Q. My almost-17 year old daughter scores 100% on every bpd scale. She has been in a highly structured boarding school setting performing GREAT with no set-backs for 18 months. Recently, she abused a privilege she had earned and ended up running away (looking for the old criminal friends) carving "scared" into her arm, and other acting out behaviors. We were all shocked, even the well-seasoned staff of the 28 year old school. Her school stay will now be extended, but we can't keep her there past her 18th b-day. My question is: do teens who exhibit CLASSIC BPD signs necessarily end up adults with BDP? Are we increasing her chances for coping in the adult world by catching this now, and treating it with structure and accountability? (Her school is excellent and was recommended by a psychiatrist who spotted all the bpd stuff... but they use NO drug therapy). You place a huge emphasis on drug therapy. Are we doing her a disservice not using drugs? She is learning coping skills but will this approach serve her well? Also, no one has ever talked to her about BPD... they address each symptom directly.
A. Yes, they do.
I agree with you completely about treating the BPD now.
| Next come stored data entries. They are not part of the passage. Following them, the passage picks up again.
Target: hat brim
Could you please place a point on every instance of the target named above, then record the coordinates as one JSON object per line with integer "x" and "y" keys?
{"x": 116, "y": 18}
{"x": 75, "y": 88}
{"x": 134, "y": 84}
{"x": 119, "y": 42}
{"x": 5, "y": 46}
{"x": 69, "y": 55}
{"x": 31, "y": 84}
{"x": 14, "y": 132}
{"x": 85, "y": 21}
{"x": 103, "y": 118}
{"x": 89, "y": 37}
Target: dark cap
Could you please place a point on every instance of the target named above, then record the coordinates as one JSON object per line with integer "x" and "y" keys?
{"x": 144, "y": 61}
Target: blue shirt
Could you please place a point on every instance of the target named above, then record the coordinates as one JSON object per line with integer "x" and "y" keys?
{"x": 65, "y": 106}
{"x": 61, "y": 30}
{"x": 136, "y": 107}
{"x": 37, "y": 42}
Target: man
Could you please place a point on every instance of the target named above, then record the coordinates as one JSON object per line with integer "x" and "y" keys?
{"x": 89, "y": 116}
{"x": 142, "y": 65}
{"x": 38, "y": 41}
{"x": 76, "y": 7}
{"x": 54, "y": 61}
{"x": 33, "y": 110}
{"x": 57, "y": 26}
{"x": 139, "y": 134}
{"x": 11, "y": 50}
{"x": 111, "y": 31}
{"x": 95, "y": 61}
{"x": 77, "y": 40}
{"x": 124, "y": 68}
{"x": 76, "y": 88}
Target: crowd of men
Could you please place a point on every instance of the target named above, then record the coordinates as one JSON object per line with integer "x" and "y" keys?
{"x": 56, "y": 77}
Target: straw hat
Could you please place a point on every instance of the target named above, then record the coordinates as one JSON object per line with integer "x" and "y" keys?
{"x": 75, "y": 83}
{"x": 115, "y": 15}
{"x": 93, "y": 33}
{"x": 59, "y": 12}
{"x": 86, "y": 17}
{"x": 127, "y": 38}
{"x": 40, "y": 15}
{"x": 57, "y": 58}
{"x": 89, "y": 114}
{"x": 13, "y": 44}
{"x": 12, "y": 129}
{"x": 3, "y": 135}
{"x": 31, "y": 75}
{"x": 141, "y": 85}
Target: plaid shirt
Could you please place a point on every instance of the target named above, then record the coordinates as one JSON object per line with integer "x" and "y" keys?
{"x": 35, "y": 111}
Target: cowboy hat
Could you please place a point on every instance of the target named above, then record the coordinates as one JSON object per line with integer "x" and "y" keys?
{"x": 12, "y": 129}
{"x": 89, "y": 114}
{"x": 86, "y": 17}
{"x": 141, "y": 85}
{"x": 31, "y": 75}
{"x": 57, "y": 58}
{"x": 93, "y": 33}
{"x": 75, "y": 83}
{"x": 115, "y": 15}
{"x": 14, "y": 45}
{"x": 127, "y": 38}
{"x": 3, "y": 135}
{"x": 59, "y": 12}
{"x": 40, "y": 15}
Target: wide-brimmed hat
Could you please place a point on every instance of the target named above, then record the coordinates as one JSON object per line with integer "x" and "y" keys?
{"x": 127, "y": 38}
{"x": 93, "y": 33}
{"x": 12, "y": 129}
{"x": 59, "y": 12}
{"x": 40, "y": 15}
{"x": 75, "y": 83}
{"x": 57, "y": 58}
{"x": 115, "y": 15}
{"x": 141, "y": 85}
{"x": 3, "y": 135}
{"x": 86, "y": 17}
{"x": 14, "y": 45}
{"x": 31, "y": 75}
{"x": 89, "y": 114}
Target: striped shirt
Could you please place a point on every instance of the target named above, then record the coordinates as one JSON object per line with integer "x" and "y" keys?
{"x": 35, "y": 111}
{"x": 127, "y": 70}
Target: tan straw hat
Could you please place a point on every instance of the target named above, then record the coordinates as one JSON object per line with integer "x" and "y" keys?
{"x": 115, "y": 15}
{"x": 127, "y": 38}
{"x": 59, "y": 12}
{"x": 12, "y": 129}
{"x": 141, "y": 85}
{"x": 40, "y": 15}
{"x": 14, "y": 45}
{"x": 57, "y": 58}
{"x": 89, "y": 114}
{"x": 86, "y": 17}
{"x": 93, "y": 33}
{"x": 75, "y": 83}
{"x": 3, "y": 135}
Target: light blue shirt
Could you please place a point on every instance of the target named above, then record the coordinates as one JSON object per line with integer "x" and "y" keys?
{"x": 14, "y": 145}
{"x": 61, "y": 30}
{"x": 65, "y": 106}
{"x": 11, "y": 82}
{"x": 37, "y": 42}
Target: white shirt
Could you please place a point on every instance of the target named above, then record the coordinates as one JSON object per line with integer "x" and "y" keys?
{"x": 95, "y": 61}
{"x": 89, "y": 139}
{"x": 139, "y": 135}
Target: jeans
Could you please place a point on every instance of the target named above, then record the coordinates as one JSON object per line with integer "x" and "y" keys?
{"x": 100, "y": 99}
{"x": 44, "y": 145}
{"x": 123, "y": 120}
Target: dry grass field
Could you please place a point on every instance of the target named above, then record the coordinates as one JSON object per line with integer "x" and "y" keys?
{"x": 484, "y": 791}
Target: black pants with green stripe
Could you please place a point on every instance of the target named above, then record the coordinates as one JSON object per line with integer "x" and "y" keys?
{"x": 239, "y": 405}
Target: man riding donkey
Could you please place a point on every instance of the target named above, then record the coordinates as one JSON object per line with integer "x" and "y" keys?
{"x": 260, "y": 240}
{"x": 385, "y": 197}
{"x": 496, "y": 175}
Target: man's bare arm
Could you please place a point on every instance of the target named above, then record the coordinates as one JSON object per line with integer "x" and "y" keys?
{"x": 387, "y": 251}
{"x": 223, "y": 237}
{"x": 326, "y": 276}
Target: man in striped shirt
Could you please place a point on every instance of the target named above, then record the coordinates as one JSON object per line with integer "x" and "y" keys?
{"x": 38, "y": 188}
I disagree totally with the staff's concept about avoiding medication. The BPD is a medical problem. She'll have enough problem coping with the medications working, to ask her to do otherwise is almost impossible.
I want to make it clear I'm not against counseling and structured programs - I am a huge supporter of both. My experience has been they don't work that well without the right medications, and they work dramatically better with them. Regarding not telling her the diagnosis - how would you feel if when you were 18 that you had your diagnoses withheld from you, and that in fact the adults in your life were dishonest by omission in that regard? How do you think she'll feel?